Immunization onto bare skin with heat-labile enterotoxin of Escherichia coli enhances immune responses to coadministered protein and peptide antigens and protects mice against lethal toxin challenge.

In this study, the potential of the bare skin as a non-invasive route for vaccination was examined. Following application of heat-labile enterotoxin (LT) of Escherichia coli onto bare skin of BALB/c mice, strong serum anti-LT antibody responses were observed, and mucosal immunoglobulin A (IgA) and IgG antibodies were measured in vagina washes. In addition, LT enhanced the serum and mucosal antibody and proliferative T-cell responses to the model protein antigen beta-galactosidase (beta-gal) when coadministered onto bare skin, highlighting its potential to exert an adjuvant effect.
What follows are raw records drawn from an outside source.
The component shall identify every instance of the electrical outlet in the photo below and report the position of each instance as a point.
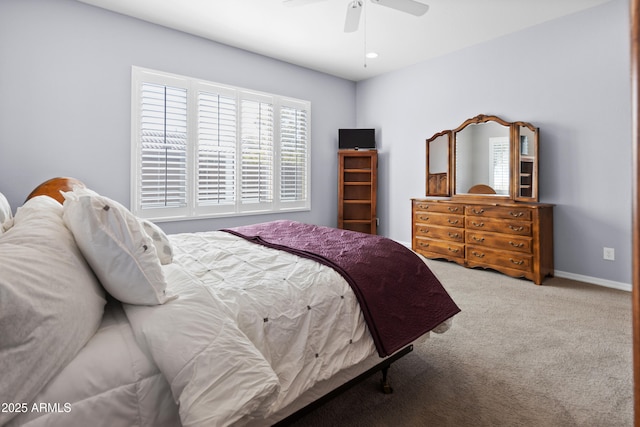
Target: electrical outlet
(609, 254)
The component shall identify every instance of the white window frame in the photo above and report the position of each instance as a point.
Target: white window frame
(193, 209)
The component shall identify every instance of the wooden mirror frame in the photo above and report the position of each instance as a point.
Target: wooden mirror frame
(523, 170)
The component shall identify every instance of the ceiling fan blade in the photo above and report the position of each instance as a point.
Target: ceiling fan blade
(294, 3)
(352, 21)
(408, 6)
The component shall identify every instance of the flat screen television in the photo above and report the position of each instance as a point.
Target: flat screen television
(356, 139)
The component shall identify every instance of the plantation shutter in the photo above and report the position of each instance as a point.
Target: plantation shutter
(293, 154)
(216, 158)
(499, 159)
(203, 149)
(163, 137)
(257, 142)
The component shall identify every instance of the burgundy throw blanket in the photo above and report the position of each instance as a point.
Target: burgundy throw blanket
(400, 297)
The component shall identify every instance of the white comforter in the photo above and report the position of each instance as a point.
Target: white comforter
(251, 330)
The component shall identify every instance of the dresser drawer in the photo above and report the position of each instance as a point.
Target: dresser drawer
(438, 219)
(438, 207)
(436, 248)
(441, 233)
(479, 256)
(500, 241)
(521, 228)
(505, 212)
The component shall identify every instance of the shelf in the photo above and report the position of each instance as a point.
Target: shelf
(357, 191)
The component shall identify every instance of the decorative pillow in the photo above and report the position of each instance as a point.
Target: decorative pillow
(51, 303)
(116, 246)
(5, 214)
(160, 241)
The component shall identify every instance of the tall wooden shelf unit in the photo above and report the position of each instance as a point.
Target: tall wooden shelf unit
(357, 186)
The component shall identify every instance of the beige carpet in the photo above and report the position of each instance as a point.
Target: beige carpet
(517, 355)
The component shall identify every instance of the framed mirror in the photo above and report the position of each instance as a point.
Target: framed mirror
(527, 162)
(485, 156)
(438, 160)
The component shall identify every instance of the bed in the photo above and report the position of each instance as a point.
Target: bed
(106, 320)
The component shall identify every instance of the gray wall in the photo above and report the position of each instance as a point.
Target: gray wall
(65, 110)
(65, 96)
(570, 77)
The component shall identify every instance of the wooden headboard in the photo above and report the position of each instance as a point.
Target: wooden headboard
(53, 186)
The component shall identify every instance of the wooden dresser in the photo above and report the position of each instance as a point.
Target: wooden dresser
(513, 238)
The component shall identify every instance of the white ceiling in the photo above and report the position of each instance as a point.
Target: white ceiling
(312, 35)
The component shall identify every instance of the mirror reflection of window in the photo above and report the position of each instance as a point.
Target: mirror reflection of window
(499, 164)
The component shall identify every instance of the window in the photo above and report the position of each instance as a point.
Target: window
(201, 149)
(499, 164)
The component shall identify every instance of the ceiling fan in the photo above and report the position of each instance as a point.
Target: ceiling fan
(354, 9)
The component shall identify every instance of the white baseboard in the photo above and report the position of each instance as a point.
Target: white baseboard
(594, 280)
(579, 277)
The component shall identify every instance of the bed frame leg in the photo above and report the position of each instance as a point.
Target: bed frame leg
(384, 382)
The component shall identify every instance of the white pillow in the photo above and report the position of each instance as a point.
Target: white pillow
(51, 303)
(160, 241)
(6, 217)
(118, 250)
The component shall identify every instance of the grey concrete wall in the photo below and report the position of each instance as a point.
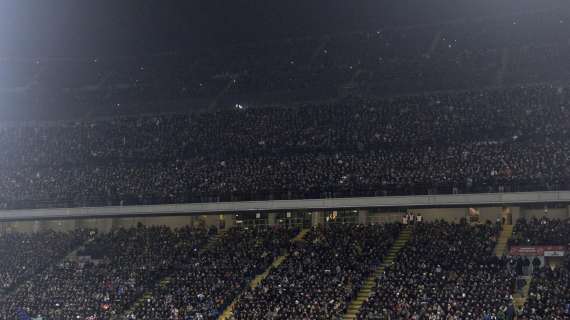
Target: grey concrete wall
(557, 213)
(106, 224)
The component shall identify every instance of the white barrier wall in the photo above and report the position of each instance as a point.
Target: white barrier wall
(447, 207)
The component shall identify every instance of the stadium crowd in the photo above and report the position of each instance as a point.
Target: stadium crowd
(203, 285)
(446, 271)
(24, 255)
(321, 275)
(476, 141)
(123, 265)
(549, 296)
(541, 231)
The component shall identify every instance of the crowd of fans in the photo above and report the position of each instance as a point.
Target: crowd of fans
(476, 141)
(446, 271)
(203, 285)
(541, 231)
(321, 275)
(123, 265)
(24, 255)
(549, 295)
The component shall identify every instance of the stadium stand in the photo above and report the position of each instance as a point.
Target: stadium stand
(469, 106)
(446, 271)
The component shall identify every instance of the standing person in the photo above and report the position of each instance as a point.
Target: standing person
(535, 263)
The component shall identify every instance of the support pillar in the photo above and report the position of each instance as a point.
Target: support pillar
(271, 218)
(363, 217)
(317, 218)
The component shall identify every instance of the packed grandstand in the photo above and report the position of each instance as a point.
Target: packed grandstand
(473, 106)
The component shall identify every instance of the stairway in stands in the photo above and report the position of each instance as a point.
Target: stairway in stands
(366, 290)
(519, 299)
(165, 282)
(503, 241)
(228, 312)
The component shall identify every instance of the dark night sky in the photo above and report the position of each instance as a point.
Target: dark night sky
(32, 28)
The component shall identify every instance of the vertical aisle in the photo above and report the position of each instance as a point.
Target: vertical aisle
(368, 286)
(228, 312)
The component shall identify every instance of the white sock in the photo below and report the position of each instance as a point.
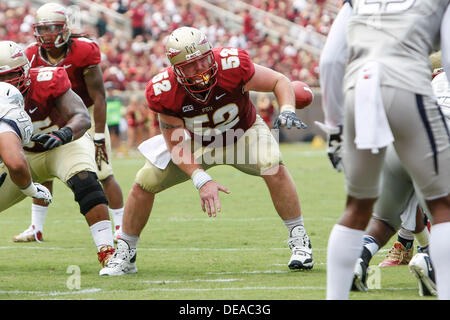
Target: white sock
(292, 223)
(344, 248)
(440, 257)
(371, 244)
(423, 237)
(130, 240)
(38, 215)
(117, 215)
(102, 234)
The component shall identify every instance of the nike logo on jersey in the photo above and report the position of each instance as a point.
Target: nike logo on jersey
(32, 110)
(218, 97)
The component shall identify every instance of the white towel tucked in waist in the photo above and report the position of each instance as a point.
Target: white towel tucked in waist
(371, 124)
(156, 151)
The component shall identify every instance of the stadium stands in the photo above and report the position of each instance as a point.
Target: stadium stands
(129, 60)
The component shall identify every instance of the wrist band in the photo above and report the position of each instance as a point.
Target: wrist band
(200, 177)
(99, 136)
(287, 107)
(30, 191)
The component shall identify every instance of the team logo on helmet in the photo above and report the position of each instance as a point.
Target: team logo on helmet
(203, 40)
(172, 52)
(16, 54)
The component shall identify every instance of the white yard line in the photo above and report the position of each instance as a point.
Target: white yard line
(97, 290)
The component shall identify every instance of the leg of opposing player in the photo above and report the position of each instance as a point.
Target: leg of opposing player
(285, 199)
(39, 210)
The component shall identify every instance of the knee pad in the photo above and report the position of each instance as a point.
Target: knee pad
(87, 190)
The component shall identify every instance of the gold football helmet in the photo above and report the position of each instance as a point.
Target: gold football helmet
(51, 29)
(192, 58)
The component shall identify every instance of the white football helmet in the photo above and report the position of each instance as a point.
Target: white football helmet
(14, 65)
(12, 112)
(51, 28)
(191, 56)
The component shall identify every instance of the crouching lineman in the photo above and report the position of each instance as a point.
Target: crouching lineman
(205, 92)
(56, 46)
(59, 148)
(15, 131)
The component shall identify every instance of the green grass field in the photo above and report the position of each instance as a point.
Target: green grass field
(182, 253)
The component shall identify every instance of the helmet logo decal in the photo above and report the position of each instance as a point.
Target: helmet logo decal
(203, 40)
(172, 52)
(193, 55)
(17, 53)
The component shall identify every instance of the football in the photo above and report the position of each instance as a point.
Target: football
(303, 94)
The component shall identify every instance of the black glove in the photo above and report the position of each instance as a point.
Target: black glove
(100, 152)
(287, 119)
(2, 178)
(54, 139)
(334, 148)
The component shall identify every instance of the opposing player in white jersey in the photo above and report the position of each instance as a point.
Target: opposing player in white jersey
(15, 131)
(388, 98)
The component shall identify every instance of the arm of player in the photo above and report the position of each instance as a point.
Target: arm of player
(173, 129)
(93, 78)
(72, 109)
(11, 153)
(333, 60)
(268, 80)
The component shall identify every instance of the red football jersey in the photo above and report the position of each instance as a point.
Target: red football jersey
(228, 108)
(46, 85)
(82, 53)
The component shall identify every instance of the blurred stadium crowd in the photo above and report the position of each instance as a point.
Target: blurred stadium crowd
(130, 59)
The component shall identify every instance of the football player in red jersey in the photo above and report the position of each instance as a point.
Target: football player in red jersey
(57, 47)
(60, 147)
(205, 95)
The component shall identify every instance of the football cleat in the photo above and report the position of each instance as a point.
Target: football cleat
(104, 254)
(421, 267)
(300, 246)
(398, 255)
(360, 276)
(29, 235)
(123, 261)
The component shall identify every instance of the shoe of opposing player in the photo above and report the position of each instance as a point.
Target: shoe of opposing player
(398, 255)
(421, 267)
(29, 235)
(360, 276)
(105, 254)
(300, 246)
(123, 261)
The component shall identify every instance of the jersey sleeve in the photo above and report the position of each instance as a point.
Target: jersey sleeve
(54, 82)
(87, 52)
(235, 67)
(332, 65)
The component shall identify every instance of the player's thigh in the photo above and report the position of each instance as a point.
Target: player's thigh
(422, 141)
(362, 168)
(106, 169)
(396, 192)
(9, 191)
(67, 160)
(256, 152)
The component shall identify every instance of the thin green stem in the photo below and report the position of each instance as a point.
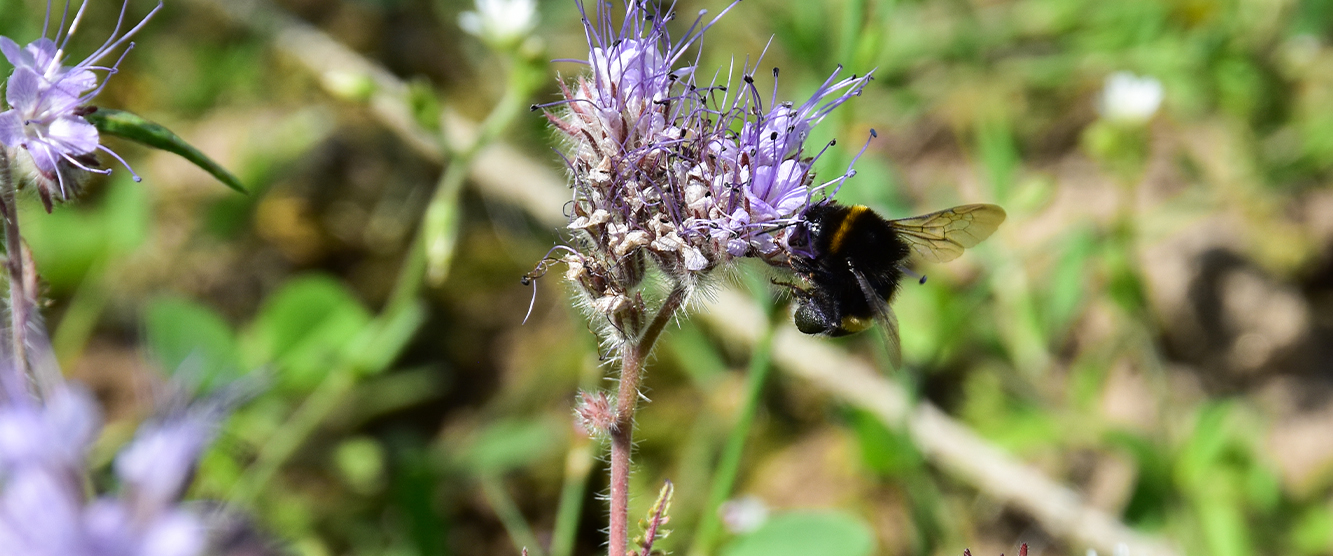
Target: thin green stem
(728, 464)
(627, 400)
(388, 331)
(579, 463)
(19, 304)
(440, 228)
(509, 516)
(288, 438)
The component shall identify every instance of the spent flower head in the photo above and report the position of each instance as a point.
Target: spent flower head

When a peptide representing a T-helper epitope (aa 307-319) from the haemagglutinin of influenza virus was applied onto bare skin with LT or cholera toxin (CT), it primed effectively peptide- and virus-specific T cells, as measured in vitro by the interleukin-2 (IL-2) secretion assay. LT was shown to be as immunogenic as CT. Binding activity to GM1 gangliosides was essential for effective induction of anti-CT serum and mucosal antibody responses. Finally, mice immunized onto bare skin with LT were protected against intraperitoneal challenge with a lethal dose of the homologous toxin. These findings give further support to a growing body of evidence on the potential of skin as a non-invasive route for vaccine delivery. This immunization strategy might be advantageous for vaccination programmes in Third World countries, because administration by this route is simple, painless and economical.